In an unscientific but large poll by Boston Consulting Group, Huawei was ranked the 6th most innovative company in the world, eclipsing some of the most respected companies in the world. Its US$20 billion research budget ranks with Apple, Google, Amazon, Microsoft, and Samsung, the only companies perceived as more innovative.
Trump’s war has done wonders for Huawei’s reputation. Two years ago, Huawei was the leader in telecom but little known outside it. When the most powerful nation on earth expressing mortal fear, people outside the industry took note.

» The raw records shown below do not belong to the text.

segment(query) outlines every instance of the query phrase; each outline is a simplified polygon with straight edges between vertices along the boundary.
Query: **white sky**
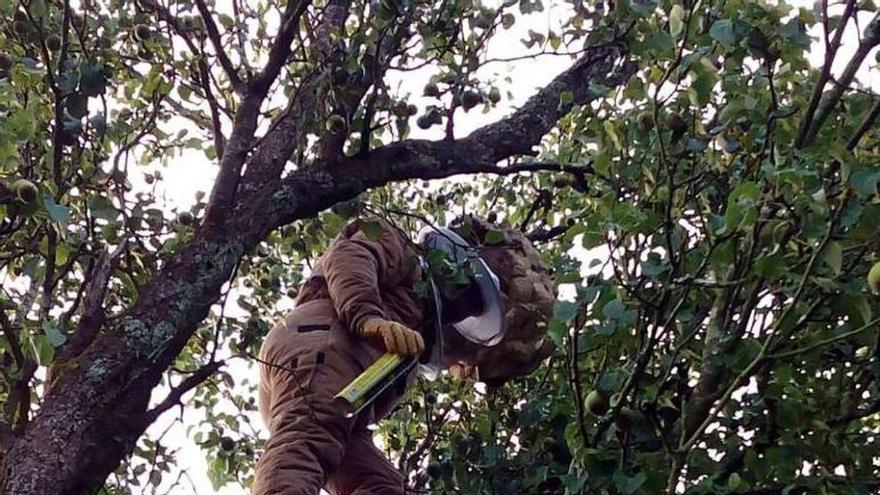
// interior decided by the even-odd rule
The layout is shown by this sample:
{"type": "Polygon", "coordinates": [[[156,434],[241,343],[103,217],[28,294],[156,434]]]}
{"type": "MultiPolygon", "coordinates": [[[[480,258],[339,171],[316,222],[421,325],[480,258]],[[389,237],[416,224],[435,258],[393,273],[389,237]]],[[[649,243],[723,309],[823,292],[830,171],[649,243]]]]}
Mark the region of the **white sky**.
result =
{"type": "MultiPolygon", "coordinates": [[[[804,0],[797,0],[792,3],[796,6],[811,5],[810,2],[804,0]]],[[[526,19],[518,19],[518,22],[513,29],[510,31],[502,31],[501,34],[493,40],[489,49],[489,57],[505,58],[522,55],[524,53],[524,46],[519,40],[527,37],[526,32],[529,29],[538,32],[546,32],[548,26],[559,26],[560,20],[567,18],[568,12],[569,9],[567,5],[559,1],[554,1],[545,6],[545,11],[543,13],[533,14],[526,19]]],[[[861,19],[862,26],[864,26],[868,18],[869,17],[865,16],[861,19]]],[[[819,35],[818,32],[811,34],[815,36],[819,35]]],[[[848,31],[845,39],[846,43],[840,50],[838,56],[839,63],[835,66],[835,73],[840,72],[840,66],[849,59],[849,55],[855,50],[854,46],[857,42],[855,31],[848,31]]],[[[814,65],[818,65],[822,60],[822,44],[816,43],[815,46],[816,49],[813,51],[811,59],[814,62],[814,65]]],[[[869,63],[866,63],[862,68],[859,79],[863,83],[872,86],[875,90],[880,90],[880,78],[877,77],[873,54],[868,57],[868,61],[869,63]],[[869,73],[871,70],[868,68],[869,65],[874,66],[873,73],[869,73]]],[[[502,88],[502,94],[506,91],[510,91],[513,95],[513,100],[508,101],[505,99],[500,105],[498,105],[498,107],[485,114],[480,113],[479,107],[471,110],[471,112],[467,114],[459,114],[456,119],[457,136],[460,137],[466,135],[471,130],[493,122],[499,117],[509,113],[512,108],[515,108],[516,105],[521,104],[531,96],[536,88],[544,86],[553,77],[566,69],[569,64],[570,59],[567,57],[545,56],[536,60],[525,60],[515,63],[495,63],[484,68],[484,71],[486,71],[483,74],[484,76],[500,76],[498,77],[498,85],[502,88]],[[513,81],[513,84],[505,86],[502,81],[505,76],[509,76],[513,81]]],[[[404,74],[391,73],[388,79],[391,88],[394,88],[399,83],[402,93],[409,92],[412,95],[410,101],[419,105],[421,110],[429,103],[429,100],[421,97],[421,93],[422,88],[431,74],[432,69],[428,67],[424,70],[407,72],[404,74]]],[[[436,139],[442,137],[440,126],[435,126],[428,131],[422,131],[415,126],[413,122],[411,132],[412,137],[414,138],[436,139]]],[[[144,168],[142,170],[148,171],[149,168],[144,168]]],[[[216,163],[207,160],[202,152],[188,151],[176,160],[172,166],[162,168],[161,170],[164,180],[157,183],[157,190],[161,192],[160,198],[164,198],[167,207],[171,209],[189,207],[194,202],[196,191],[210,191],[217,167],[216,163]]],[[[140,174],[133,173],[131,175],[133,175],[133,177],[131,177],[130,180],[136,188],[146,187],[142,182],[140,174]]],[[[587,253],[581,254],[583,258],[590,257],[587,253]]],[[[229,298],[229,300],[231,303],[229,306],[234,306],[234,303],[232,303],[234,298],[229,298]]],[[[233,307],[227,307],[226,313],[230,316],[236,316],[237,313],[243,314],[240,311],[237,312],[233,307]]],[[[243,366],[241,362],[234,363],[227,368],[227,371],[231,372],[238,381],[245,376],[247,376],[252,382],[258,380],[256,367],[248,369],[243,366]]],[[[157,391],[154,394],[154,399],[161,400],[162,392],[164,391],[157,391]]],[[[150,428],[150,433],[156,435],[163,431],[169,423],[178,416],[178,414],[179,409],[174,409],[171,412],[166,413],[165,416],[160,418],[160,420],[150,428]]],[[[172,426],[170,433],[166,436],[165,444],[171,448],[180,449],[177,454],[179,466],[189,471],[189,476],[197,490],[196,493],[212,493],[211,485],[206,476],[207,465],[205,458],[201,450],[194,445],[192,440],[186,437],[185,432],[187,425],[192,425],[199,421],[199,416],[200,413],[195,410],[187,409],[184,412],[185,424],[172,426]]],[[[253,424],[262,431],[262,424],[258,417],[254,417],[253,424]]],[[[193,491],[187,483],[184,483],[176,489],[174,493],[190,494],[193,493],[193,491]]],[[[237,486],[227,486],[217,493],[224,495],[237,495],[245,492],[237,486]]]]}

Few of the 2,500 “senior executives” surveyed are experts in innovation. Nearly none have the time for close study. They are too busy doing their jobs. There’s no absolute measure here.
However, it would be almost impossible to rank so high and simultaneously inhibit innovation in telecom. That’s the unlikely claim of a DC advocacy outfit, ITIF. It notoriously refuses to reveal its funding, but it has close ties to U.S. corporate lobbyists.
Without unfair, mercantilist Chinese government policies and programs for its telecom giants, China would lack a globally competitive telecom equipment industry. Neither Huawei, nor ZTE, would have more than minor market shares, even in China. …
Beijing’s policies dramatically limit foreign access to China’s huge telecom markets, providing them with a guaranteed source of revenue to attack foreign competitors.
Atkinson of ITIF makes no mention of the carve-out of 30% of China’s telecom purchases for Western companies a decade ago. Under pressure of an EU threat to block Huawei in Europe, the Chinese telcos were directed to order 10% from Alcatel, 10% from Nokia, and 10% from Ericsson. My sources on that include Marcus Weldon, Nokia’s CTO.
My sources that Huawei makes outstanding engineering advances include Dr. Paul Reynolds, then CEO of British Telecom Wholesale.
“I’m just back from Shenzhen, where I met an exceptional group of Huawei engineers,” Paul said back in 2004 in London. “Watch them. They are the next Cisco.” I could quote a dozen other top telecom engineers about the quality of Huawei’s work and products.
Atkinson is paid about a half-million per year, including from major telecom firms. He often depends on a single footnote to a dubious source.
I’ve urged him to pull back the paper and review it.